Challenge for State: Hold Line on Budget
The North Carolina General Assembly faces a particularly difficult and thankless challenge in its current effort to cobble together a budget.
At the moment, the state government’s enormous revenue shortfall stands at nearly $800 million, and it could creep up to $1 billion before all is said and done.
Difficult or no, the legislature must bite the bullet and do everything possible to curb spending and make cuts where it can. Creativity is the name of the game. Because this particular year looks especially dire, it won’t be easy to avoid reductions in critical areas.
One of those areas is education. Public education is arguably the most important service the government provides to its people. Many politicians campaigning for office often play up their support and promise that they’ll make sure education gets the most funding, the best teachers and best technology.

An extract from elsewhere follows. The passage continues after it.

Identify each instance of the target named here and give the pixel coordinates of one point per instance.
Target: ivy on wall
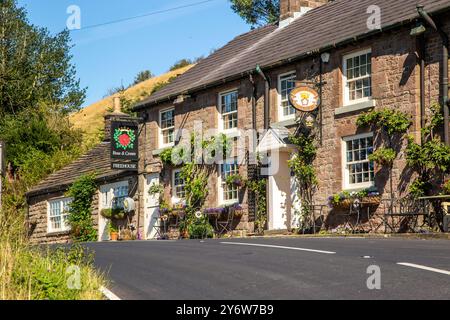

So it’s understandably frustrating to those in the schools that despite hollow campaign pledges, education often seems the first thing to face cuts. Look at our own school system. Moore County Superintendent Susan Purser said this past week that it could be looking at potentially another big loss this year. Next year, when federal stimulus money is scheduled to fade away like the Cheshire Cat, the system will lose more than $5 million. This gloomy outlook follows a year in which the school system had to eliminate 50 positions.
We understand the concerns of Debbie Kelly, president of the Moore County Association of Educators, and her colleagues for expressing their concerns to state legislators and the Moore County Board of Commissioners. They have every right to argue for themselves and the students they serve.
But they still must be realistic. If the money isn’t there, it isn’t there. Things are tough all over. The General Assembly should do what it can to direct as much as it can into the classroom, but there’s a limit. Holding the line on spending is still Job One.
At some point, the state and all levels of government are going to have to take a close look at the pension systems that threaten to bankrupt them, though this is clearly too big of a job to take on in this short session.